The Benelli TNT 300’s ergonomics are quite friendly too – it’s not overly aggressive, and the flat wide handlebar and comfortable seat makes it a friendly bike to ride – whether in city traffic or on the highway. The rear set footpegs take a moment to get used to, but they are not placed awkwardly like the KTM Duke 390’s. So overall, a friendly and comfortable riding position; not too aggressive like its competition and quite comfortable, even to take on touring duties.
The TNT 300 is powered by a four-stroke, parallel twin, liquid-cooled, 300cc engine, which makes 38bhp power at 11,500rpm and 26.5Nm of peak torque at 10,000 rpm. The power is transmitted to the rear wheel by a six-speed constant mesh transmission.
Switch the ignition on, thumb the starter, and the TNT 300 comes to life in a nice throaty growl. Give it some revs and the sweet sounding in-line twin comes to life in a meaty whine. If you are one who think a motorcycle should definitely sound good, the TNT 300 will not disappoint you. In fact, just the sweet exhaust note is enough to get it a good fan following.
The power and torque figures may look quite impressive on paper, but again, these kick in quite high up in the rev range. What this means is, the TNT 300 behaves like a well-sorted, relaxed tourer at low and mid-revs, which is where most riders will be at, in all practical situations – riding in traffic, or cruising along on an open road.
The parallel-twin is a smooth unit, belying no sense of any kind of vibes – whether you are puttering along within the city or with the throttle wide open on a twisty road. And this is where the TNT 300 shines – the lovely whine of the engine transforms into a howl as you cross 7,000 or 8,000rpm and upwards of those revs is where the bike feels and behaves like a performance machine.
It sounds like a larger displacing superbike and as mentioned earlier, if you’re the kind of rider who likes a sweet sounding machine, the TNT 300 will please you no end. Start it up from standstill and wring the throttle wide open through the gears and you will be suitably rewarded by a nice sounding intake whine, complemented by a deep exhaust note. It’s the bike’s strongest point – that sound!

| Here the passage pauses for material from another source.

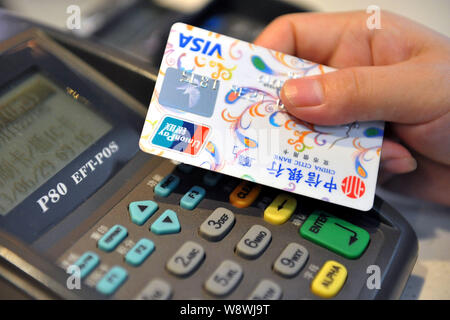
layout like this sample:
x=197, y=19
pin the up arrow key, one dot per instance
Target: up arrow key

The tyres offer confident grip; under hard braking or taking on a set of twisties. Ride it hard through a set of twisties though, the bike’s chassis somehow doesn’t feel as taut as one would have wished, despite the grippy rubber. It’s nitpicking really, but if you’re the kind of rider who wants to take a set of fast corners occasionally, this is where the TNT 300 falters, ever so slightly.
In its defence, however, most riders will use it as what it’s meant to be – an entry level performance bike with touring duties thrown in. But if it’s sporty riding one is looking for, you have to first keep the engine revved high enough for some entertaining performance to kick in, and the handling can’t be described as superlative.

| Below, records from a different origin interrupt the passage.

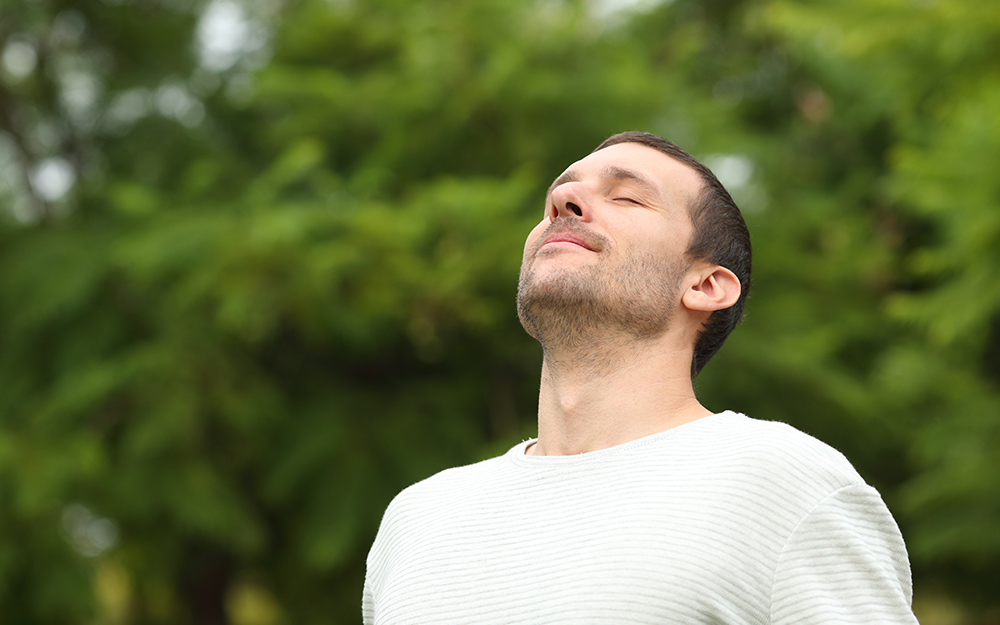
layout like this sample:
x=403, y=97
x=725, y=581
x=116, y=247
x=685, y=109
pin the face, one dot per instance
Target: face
x=610, y=249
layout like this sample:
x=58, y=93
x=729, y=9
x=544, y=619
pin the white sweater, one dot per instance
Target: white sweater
x=725, y=519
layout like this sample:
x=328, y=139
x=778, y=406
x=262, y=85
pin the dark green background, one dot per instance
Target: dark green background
x=280, y=287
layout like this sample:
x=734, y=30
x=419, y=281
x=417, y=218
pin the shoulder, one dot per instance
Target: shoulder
x=434, y=493
x=778, y=456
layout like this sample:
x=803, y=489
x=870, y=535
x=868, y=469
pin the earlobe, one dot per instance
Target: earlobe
x=717, y=288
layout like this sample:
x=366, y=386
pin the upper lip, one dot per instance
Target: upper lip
x=568, y=237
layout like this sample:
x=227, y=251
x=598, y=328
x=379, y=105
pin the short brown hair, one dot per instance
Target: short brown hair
x=720, y=237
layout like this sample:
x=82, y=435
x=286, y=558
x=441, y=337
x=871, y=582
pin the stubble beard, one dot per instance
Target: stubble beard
x=576, y=307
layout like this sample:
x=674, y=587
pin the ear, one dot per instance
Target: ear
x=715, y=288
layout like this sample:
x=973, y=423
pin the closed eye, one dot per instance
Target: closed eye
x=627, y=199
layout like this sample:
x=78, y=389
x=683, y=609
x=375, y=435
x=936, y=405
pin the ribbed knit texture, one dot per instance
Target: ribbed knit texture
x=723, y=520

It’s a decent offering from DSK Benelli, the TNT 300. Streetfigher looks, decent performance and a smooth and refined engine with a great sound make it an attractive entry-level twin cylinder offering. But at 2.83 lakh (ex-showroom Delhi), the TNT 300 is placed on the slightly expensive side of the entry-level performance bike segment, with acclaimed rivals like the highly popular KTM 390 Duke and the Kawasaki Z250.
But it’s not those rivals DSK Benelli needs to worry about, but closer home, within the family. The single-cylinder 250cc Benelli TNT 25 has just been launched recently at just 1.68 lakh (ex-showroom Delhi). It’s a model DSK Benelli is betting big on, as the flagship Benelli in terms of sales volumes. But will the TNT 25 cannibalize the TNT 300’s sales? That’s what will be interesting to watch and see what strategy DSK Benelli adopts.